Large language models fail consistently on 3D chemistry benchmarks for metal organic frameworks (MOFs) while passing for kinase inhibitors, revealing that the bottleneck is training data quality rather than model architecture.
Heather Kulik has spent years trying to teach AI to understand chemistry. The result is a precise map of where AI works in her field, and where it breaks down.
Kulik, a materials science researcher at MIT, has run the same benchmark test three times over the past year, with the same result every time. Large language models including Claude and ChatGPT can handle some chemistry tasks reliably. Kinase inhibitors — the kind of small molecule drugs that drug companies have been working on for decades — are within reach. The models pass. But when the benchmark turns to metal-organic frameworks, or MOFs — highly porous crystalline materials used for gas storage, catalysis, and drug delivery — the models fail consistently.
The 22-atom ligand benchmark is not a trick question. It is a real test of whether a model can reason about how atoms arrange themselves in three-dimensional space, and how that arrangement affects energetic stability. The models fail it on MOFs. They pass it on kinases.

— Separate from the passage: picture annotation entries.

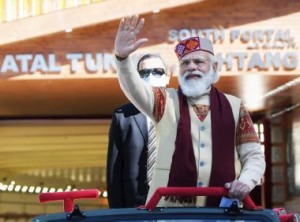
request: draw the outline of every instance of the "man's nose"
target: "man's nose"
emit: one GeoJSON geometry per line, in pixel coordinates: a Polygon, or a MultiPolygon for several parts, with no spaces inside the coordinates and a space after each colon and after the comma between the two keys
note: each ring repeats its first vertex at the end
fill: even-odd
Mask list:
{"type": "Polygon", "coordinates": [[[196,70],[197,69],[197,65],[191,61],[187,67],[188,70],[196,70]]]}

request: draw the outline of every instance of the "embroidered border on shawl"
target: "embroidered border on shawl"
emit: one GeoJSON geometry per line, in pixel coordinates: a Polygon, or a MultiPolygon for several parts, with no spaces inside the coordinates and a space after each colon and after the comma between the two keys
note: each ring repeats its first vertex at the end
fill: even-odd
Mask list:
{"type": "Polygon", "coordinates": [[[241,104],[240,117],[236,134],[236,145],[251,142],[260,143],[257,133],[255,132],[251,117],[246,107],[241,104]]]}
{"type": "Polygon", "coordinates": [[[153,116],[159,122],[164,114],[166,106],[166,89],[163,87],[152,87],[154,94],[153,116]]]}

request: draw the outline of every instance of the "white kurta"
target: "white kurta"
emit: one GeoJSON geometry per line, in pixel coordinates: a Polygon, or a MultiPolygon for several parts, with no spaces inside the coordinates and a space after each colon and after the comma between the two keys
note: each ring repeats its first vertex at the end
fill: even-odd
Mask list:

The reason comes down to training data. We have really good datasets for really boring chemistry, Kulik said on the Latent Space podcast. Kinase inhibitors have been studied for decades. The protein structures are in the PDB. The training data is abundant and clean. MOFs do not have a PDB equivalent. The best ground truth available is density functional theory calculations — which is to say, computationally expensive simulations of quantum behavior, not measurements of actual molecules. The data is noisy, limited, and expensive to produce.
AlphaFold solved protein folding because the problem had specific features that made it solvable: 20 amino acids, well-characterized building blocks, enormous amounts of training data from decades of structural biology. Materials science does not have that. Each element in the periodic table introduces new chemistry that does not transfer to the next. There is no universal building block, no shared grammar. AlphaFold worked because biology converged on a small alphabet and then repeated it. Chemistry has not converged.
There are successes. Kulik group has designed materials using AI guidance that turned out to work — including one polymer that was four times tougher than expected, because the model had found a quantum mechanical effect that human chemists had not anticipated. That is real. It is also an isolated win, not a general capability.
The honest version of the story is not that AI cannot do materials science. It is that AI can do some materials science, in specific conditions, with abundant training data. The gaps are not incidental. They are structural. The benchmark that passes for kinases fails for MOFs because MOFs do not have enough training data, and the problem is not fixable without someone doing the expensive quantum chemistry calculations to generate that data. AlphaFold for materials requires a PDB for materials. Nobody has built it yet, and the incentives to do so are not obvious.
For people trying to use AI to discover new materials: know which category your problem falls into. Small molecules with decades of literature behind them are tractable. Novel structural materials with no large dataset are still the domain of human intuition, expensive simulation, and experimental trial. The gap between those two categories is the whole story of where AI actually stands in chemistry right now.